Solo ya, el bretón se sentó en un barril, rellenó de tabaco su pipa por cuarta vez y se puso a fumar ansiosamente.

La noche terminaba ya. Hacia Oriente se veía una ligera franja de luz plateada, que se reflejaba en las aguas del océano. Las estrellas empezaban a palidecer.

—¡Pobres tudescos! —murmuró el contramaestre, lanzando al aire la última bocanada de humo—. ¡Ya se acerca el cuarto de hora terrible!

Miró al corsario, que no había cesado de pasear nerviosamente entre dos mástiles, y le hizo seña como de esperar órdenes.

Sir William interrumpió su marcha, miró durante algún tiempo la luz que empezaba a difundirse rápidamente, y después se acercó al bretón.

—¿Está todo dispuesto? —preguntó.

—Sí, mi comandante.

—Haz colocar cuatro barriles bajo la verga del palo mayor, y procura que tu alemán no se rompa las piernas.

—Trataré de que caiga en mis brazos.

—Que redoblen los tambores, y manda subir los condenados a cubierta.

—En seguida, mi comandante.

Redoblaron lúgubremente los dos tambores que ordinariamente servían para ordenar el abordaje, y empezaron a salir los marineros, extendiéndose por las bordas de babor y de estribor armados con carabinas y bayonetas, como si se preparasen para rechazar un ataque.

Había cesado el viento con la salida del sol, y reinaba solemne silencio en la corbeta.
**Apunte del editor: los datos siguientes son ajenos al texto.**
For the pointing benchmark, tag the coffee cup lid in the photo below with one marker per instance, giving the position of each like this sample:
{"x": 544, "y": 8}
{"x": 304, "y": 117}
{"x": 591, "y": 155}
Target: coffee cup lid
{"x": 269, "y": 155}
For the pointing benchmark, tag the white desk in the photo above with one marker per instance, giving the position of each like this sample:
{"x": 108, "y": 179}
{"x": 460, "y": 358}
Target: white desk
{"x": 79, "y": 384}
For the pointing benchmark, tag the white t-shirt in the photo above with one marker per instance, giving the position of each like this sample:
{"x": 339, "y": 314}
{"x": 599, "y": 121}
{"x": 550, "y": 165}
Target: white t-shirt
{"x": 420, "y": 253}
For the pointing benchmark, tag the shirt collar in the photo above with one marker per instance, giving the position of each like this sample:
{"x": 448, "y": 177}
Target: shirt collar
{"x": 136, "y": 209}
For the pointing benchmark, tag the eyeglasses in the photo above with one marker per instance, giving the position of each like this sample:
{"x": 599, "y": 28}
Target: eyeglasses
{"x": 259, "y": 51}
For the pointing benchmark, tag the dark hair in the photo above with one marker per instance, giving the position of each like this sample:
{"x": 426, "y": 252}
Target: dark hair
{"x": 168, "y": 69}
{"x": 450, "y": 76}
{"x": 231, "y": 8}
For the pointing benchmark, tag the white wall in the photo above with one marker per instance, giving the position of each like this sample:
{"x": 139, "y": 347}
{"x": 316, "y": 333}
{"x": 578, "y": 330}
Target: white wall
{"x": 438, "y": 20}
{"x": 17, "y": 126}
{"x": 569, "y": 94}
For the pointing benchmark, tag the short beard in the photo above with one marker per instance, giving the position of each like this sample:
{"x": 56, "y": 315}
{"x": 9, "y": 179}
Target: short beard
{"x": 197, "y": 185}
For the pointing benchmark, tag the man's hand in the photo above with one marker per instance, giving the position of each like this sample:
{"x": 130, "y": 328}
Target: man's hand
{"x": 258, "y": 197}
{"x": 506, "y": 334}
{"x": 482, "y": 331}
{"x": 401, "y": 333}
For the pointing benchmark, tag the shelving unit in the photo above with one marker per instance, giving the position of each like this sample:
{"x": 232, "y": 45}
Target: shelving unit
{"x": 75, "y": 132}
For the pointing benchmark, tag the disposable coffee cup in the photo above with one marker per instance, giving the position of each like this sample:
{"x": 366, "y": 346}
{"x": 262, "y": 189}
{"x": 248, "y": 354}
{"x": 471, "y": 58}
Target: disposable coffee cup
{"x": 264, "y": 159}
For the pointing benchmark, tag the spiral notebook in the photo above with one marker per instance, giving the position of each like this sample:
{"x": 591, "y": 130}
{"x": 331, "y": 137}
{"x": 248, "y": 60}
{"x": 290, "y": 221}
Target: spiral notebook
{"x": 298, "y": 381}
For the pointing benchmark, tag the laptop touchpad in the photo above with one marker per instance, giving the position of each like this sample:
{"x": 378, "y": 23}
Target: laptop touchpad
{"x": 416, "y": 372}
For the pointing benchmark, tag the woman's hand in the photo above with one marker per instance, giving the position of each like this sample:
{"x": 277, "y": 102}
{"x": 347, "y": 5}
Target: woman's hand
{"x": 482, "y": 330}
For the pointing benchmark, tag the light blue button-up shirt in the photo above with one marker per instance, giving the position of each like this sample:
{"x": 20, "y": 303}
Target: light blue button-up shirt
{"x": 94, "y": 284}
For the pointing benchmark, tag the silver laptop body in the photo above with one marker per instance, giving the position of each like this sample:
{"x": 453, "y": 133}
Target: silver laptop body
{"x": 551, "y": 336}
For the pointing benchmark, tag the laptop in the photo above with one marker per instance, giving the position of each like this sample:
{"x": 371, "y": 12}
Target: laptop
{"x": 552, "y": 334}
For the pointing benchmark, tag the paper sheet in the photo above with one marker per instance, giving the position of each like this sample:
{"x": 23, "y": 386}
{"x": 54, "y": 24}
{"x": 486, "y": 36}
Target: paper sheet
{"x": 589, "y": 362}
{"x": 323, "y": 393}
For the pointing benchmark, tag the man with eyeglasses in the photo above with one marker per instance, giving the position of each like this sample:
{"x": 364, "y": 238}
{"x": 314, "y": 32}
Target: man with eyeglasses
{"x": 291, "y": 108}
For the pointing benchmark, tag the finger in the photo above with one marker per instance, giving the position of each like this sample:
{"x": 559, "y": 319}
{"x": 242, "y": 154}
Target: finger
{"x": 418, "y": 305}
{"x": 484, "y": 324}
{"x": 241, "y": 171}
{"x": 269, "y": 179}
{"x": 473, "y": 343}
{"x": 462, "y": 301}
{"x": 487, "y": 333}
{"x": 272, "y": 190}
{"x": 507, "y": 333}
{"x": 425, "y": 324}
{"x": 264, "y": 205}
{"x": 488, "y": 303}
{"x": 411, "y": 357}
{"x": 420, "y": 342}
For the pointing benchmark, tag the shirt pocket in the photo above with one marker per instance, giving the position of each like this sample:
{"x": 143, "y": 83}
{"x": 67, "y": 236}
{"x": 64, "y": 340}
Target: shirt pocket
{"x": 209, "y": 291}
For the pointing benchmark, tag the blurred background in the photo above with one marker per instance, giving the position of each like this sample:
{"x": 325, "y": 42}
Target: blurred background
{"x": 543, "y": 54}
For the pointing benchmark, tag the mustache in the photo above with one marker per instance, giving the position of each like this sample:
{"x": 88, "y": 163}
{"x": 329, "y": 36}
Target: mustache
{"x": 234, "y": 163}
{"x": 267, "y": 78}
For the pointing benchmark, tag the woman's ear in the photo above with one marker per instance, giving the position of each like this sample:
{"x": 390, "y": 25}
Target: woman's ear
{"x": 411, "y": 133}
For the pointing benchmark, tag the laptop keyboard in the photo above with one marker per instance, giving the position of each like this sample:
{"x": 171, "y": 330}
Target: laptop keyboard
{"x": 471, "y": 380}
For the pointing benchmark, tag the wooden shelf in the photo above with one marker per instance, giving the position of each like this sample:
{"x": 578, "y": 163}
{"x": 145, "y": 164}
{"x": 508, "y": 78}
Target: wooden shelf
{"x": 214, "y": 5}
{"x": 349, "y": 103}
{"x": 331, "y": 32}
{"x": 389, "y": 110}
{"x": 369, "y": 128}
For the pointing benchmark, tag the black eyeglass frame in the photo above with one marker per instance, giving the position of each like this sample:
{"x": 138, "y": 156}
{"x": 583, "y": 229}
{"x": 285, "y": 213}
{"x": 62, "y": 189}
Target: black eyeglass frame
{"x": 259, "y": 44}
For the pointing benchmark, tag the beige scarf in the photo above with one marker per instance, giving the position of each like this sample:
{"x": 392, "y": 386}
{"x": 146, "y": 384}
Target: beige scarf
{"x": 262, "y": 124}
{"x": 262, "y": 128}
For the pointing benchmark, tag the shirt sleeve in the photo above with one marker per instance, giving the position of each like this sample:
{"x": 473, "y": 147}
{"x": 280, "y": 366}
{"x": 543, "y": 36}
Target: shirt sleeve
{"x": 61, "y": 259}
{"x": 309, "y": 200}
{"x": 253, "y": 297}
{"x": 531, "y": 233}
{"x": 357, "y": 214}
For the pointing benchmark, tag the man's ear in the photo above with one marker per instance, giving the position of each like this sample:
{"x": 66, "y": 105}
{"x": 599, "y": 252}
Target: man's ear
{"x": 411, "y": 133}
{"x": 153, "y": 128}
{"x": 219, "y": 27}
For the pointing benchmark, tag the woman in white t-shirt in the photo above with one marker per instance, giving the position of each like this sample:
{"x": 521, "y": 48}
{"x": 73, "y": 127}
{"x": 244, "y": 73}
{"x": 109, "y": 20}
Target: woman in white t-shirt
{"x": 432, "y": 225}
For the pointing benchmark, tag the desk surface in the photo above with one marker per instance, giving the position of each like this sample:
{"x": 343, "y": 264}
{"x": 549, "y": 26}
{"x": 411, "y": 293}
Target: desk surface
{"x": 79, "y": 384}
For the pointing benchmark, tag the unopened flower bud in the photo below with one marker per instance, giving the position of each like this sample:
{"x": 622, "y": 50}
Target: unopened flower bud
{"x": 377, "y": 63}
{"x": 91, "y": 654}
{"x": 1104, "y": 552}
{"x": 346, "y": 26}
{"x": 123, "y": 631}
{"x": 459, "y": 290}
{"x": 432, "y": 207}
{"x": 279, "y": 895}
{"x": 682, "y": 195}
Únicamente los dos tambores continuaban su tétrico redoble.

El corsario había subido al puente, por el cual continuaba paseando apresuradamente, y muy angustiado, sin mirar a nada ni a nadie.
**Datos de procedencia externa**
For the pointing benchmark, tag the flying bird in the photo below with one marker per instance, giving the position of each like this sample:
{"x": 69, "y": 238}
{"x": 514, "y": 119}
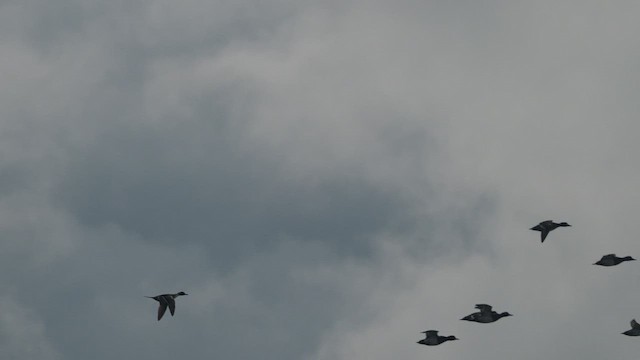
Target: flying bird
{"x": 635, "y": 329}
{"x": 612, "y": 260}
{"x": 485, "y": 315}
{"x": 431, "y": 338}
{"x": 546, "y": 226}
{"x": 166, "y": 300}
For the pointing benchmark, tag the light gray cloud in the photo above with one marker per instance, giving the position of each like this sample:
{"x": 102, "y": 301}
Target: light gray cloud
{"x": 324, "y": 181}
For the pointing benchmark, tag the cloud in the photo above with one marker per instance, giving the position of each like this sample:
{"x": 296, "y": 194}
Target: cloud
{"x": 324, "y": 181}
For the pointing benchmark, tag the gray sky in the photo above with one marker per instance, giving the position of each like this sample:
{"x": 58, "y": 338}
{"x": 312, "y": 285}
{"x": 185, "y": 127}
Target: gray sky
{"x": 324, "y": 180}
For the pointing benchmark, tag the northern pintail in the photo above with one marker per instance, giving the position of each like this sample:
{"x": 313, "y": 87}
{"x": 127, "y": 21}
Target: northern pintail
{"x": 546, "y": 226}
{"x": 635, "y": 329}
{"x": 431, "y": 338}
{"x": 485, "y": 315}
{"x": 165, "y": 300}
{"x": 612, "y": 260}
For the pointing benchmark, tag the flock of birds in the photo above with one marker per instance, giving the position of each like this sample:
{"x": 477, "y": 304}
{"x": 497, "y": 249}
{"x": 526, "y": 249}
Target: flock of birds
{"x": 486, "y": 314}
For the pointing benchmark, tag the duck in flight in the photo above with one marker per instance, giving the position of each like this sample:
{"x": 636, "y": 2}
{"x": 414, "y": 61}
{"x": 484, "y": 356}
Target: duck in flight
{"x": 485, "y": 315}
{"x": 612, "y": 260}
{"x": 166, "y": 300}
{"x": 635, "y": 329}
{"x": 431, "y": 338}
{"x": 546, "y": 226}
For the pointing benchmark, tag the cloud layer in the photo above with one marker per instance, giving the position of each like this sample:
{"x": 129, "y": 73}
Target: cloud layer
{"x": 324, "y": 181}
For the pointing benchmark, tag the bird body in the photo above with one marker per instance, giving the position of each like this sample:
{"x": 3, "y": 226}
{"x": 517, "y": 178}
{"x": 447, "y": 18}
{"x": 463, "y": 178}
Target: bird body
{"x": 546, "y": 226}
{"x": 431, "y": 338}
{"x": 612, "y": 260}
{"x": 485, "y": 315}
{"x": 635, "y": 329}
{"x": 166, "y": 300}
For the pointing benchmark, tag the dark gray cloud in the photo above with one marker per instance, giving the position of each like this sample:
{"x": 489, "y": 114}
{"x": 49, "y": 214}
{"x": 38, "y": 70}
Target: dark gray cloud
{"x": 325, "y": 181}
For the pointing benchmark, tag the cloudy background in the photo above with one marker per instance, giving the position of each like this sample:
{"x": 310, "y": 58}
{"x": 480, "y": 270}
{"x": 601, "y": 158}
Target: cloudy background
{"x": 325, "y": 180}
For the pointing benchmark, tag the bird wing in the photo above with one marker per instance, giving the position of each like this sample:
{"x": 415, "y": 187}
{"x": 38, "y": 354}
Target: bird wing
{"x": 484, "y": 307}
{"x": 543, "y": 234}
{"x": 172, "y": 304}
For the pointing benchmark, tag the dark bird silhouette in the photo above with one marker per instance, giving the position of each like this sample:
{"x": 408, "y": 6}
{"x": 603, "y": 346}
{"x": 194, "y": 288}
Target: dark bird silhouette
{"x": 546, "y": 226}
{"x": 635, "y": 329}
{"x": 166, "y": 300}
{"x": 485, "y": 315}
{"x": 612, "y": 260}
{"x": 431, "y": 338}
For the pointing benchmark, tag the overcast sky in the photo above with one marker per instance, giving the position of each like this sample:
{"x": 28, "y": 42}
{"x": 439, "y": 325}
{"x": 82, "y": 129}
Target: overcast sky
{"x": 324, "y": 179}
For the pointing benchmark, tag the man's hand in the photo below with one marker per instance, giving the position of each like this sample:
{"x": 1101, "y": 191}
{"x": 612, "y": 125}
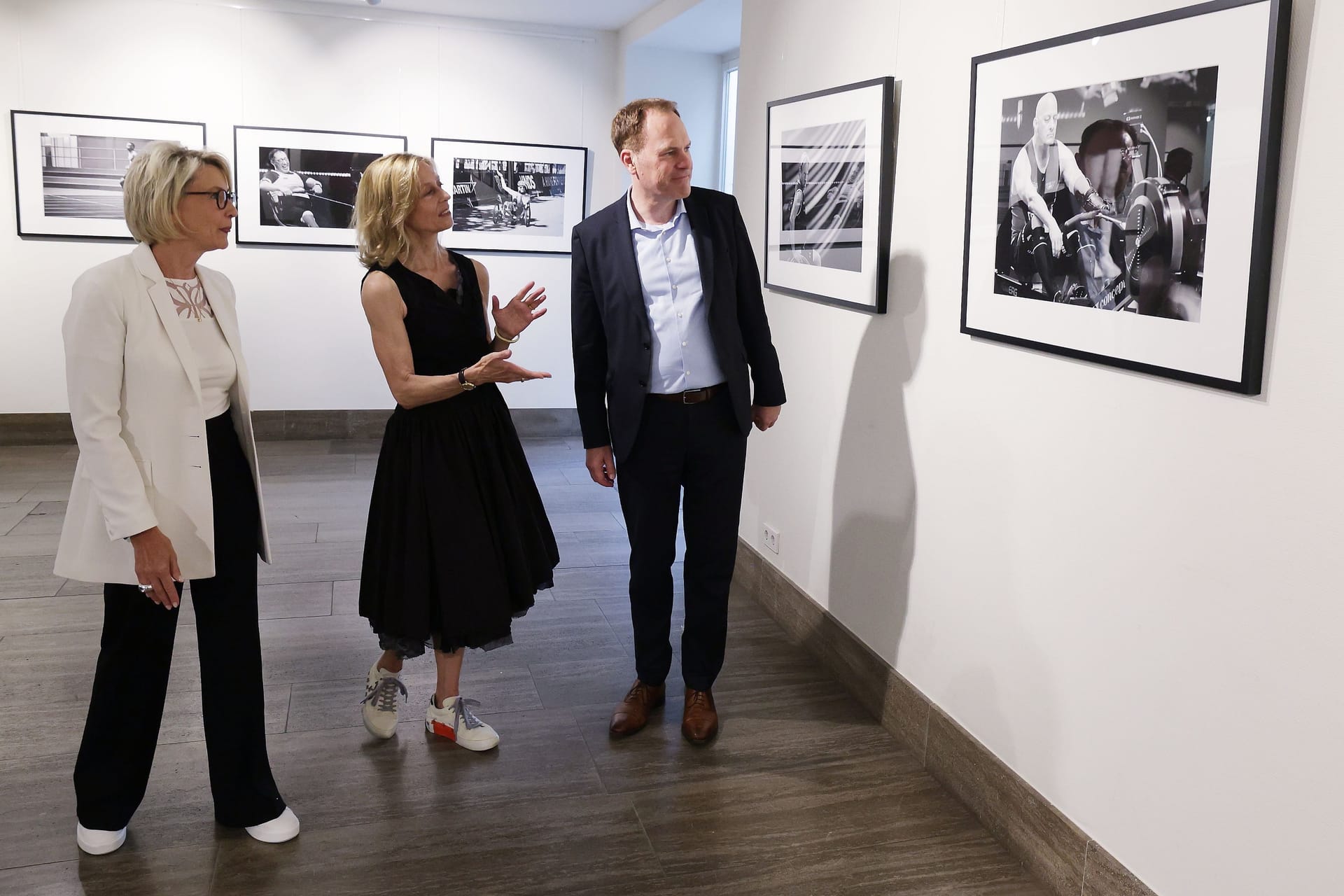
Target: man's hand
{"x": 601, "y": 464}
{"x": 764, "y": 416}
{"x": 1057, "y": 238}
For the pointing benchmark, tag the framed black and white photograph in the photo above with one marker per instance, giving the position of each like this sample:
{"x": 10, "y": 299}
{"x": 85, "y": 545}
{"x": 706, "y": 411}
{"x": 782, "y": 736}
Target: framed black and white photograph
{"x": 830, "y": 162}
{"x": 67, "y": 169}
{"x": 512, "y": 198}
{"x": 1121, "y": 187}
{"x": 298, "y": 187}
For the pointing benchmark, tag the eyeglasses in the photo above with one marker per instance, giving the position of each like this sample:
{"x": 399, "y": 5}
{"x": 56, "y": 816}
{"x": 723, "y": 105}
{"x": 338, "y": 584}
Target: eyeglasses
{"x": 222, "y": 197}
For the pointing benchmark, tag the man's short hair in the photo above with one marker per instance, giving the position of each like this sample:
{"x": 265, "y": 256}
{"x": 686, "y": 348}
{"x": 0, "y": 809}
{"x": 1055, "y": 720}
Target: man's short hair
{"x": 155, "y": 183}
{"x": 628, "y": 125}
Mientras tanto, mister Howard fumaba tranquilamente junto al timón un grueso cigarro virginiano, envolviéndose en una nube de humo.
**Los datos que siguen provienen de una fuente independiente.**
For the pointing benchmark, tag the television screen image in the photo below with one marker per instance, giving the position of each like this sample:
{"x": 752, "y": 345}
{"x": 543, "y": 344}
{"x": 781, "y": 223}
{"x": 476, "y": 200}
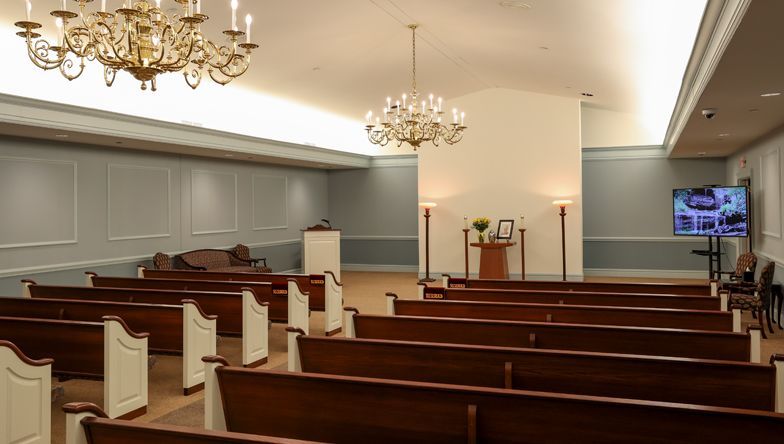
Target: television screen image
{"x": 710, "y": 211}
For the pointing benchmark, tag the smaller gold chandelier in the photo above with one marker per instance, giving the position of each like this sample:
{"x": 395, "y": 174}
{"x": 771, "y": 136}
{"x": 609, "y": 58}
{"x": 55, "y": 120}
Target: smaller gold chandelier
{"x": 141, "y": 39}
{"x": 413, "y": 122}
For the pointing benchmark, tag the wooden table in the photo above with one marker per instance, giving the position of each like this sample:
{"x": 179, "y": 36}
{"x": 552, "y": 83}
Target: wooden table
{"x": 492, "y": 262}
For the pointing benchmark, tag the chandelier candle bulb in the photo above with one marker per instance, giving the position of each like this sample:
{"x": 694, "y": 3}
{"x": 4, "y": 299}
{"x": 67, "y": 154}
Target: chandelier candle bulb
{"x": 234, "y": 6}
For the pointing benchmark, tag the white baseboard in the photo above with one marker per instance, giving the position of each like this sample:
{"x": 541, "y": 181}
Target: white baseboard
{"x": 629, "y": 272}
{"x": 380, "y": 268}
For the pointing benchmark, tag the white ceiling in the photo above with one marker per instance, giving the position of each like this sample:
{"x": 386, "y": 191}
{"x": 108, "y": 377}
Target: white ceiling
{"x": 343, "y": 57}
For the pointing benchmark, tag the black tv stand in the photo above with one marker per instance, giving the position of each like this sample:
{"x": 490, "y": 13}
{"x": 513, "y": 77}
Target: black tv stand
{"x": 714, "y": 257}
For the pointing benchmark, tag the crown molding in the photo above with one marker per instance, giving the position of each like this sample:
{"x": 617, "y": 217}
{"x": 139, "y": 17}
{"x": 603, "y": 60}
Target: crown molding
{"x": 24, "y": 111}
{"x": 719, "y": 23}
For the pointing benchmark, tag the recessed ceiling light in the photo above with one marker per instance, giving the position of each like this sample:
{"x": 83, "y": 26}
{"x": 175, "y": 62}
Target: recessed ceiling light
{"x": 514, "y": 4}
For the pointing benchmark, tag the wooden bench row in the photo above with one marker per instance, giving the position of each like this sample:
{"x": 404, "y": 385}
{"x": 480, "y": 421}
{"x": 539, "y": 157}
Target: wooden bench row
{"x": 709, "y": 289}
{"x": 649, "y": 300}
{"x": 653, "y": 378}
{"x": 107, "y": 350}
{"x": 571, "y": 314}
{"x": 358, "y": 409}
{"x": 183, "y": 330}
{"x": 325, "y": 291}
{"x": 698, "y": 344}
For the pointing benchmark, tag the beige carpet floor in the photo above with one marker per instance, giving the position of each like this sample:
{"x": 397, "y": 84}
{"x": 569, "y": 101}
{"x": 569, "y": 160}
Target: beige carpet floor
{"x": 365, "y": 291}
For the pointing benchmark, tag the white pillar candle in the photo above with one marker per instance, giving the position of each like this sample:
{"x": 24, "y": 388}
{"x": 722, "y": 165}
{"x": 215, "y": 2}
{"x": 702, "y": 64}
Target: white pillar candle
{"x": 248, "y": 21}
{"x": 234, "y": 6}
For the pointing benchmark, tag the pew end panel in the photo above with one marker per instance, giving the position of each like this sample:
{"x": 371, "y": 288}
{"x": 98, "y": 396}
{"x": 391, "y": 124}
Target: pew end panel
{"x": 25, "y": 397}
{"x": 299, "y": 306}
{"x": 214, "y": 418}
{"x": 75, "y": 412}
{"x": 125, "y": 370}
{"x": 351, "y": 330}
{"x": 391, "y": 298}
{"x": 755, "y": 336}
{"x": 333, "y": 304}
{"x": 199, "y": 335}
{"x": 295, "y": 355}
{"x": 255, "y": 330}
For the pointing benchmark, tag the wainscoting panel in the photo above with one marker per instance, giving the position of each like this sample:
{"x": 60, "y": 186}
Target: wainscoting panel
{"x": 215, "y": 209}
{"x": 139, "y": 203}
{"x": 270, "y": 202}
{"x": 770, "y": 176}
{"x": 37, "y": 202}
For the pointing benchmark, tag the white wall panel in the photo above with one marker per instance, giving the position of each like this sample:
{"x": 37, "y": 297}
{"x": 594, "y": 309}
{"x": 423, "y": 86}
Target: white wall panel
{"x": 213, "y": 202}
{"x": 37, "y": 202}
{"x": 139, "y": 203}
{"x": 270, "y": 202}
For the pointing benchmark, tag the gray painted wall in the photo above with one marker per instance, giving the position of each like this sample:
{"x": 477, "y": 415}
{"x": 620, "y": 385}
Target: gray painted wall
{"x": 627, "y": 206}
{"x": 377, "y": 210}
{"x": 178, "y": 212}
Había salido el sol, que hacía brillar las grandes y caprichosas olas del Atlántico, agitadas quizá por alguna borrasca lejana.

Sonaron aún dos golpes de tambor, más prolongados, más tétricos, y aparecieron los cuatro prisioneros, conducidos por «Cabeza de Piedra», el «Compadre Ahorca» y un pelotón de marineros armados.

Hulbrik iba el primero, y detrás, sus desgraciados compañeros, condenados inexorablemente a viajar por ese mundo misterioso del cual nadie ha vuelto.

Todos ellos estaban pálidos, lívidos, con la mirada vaga, perdida quizá en las tenebrosidades de la región de la muerte.

Los cuatro iban cubiertos únicamente con una camisa de grosera tela.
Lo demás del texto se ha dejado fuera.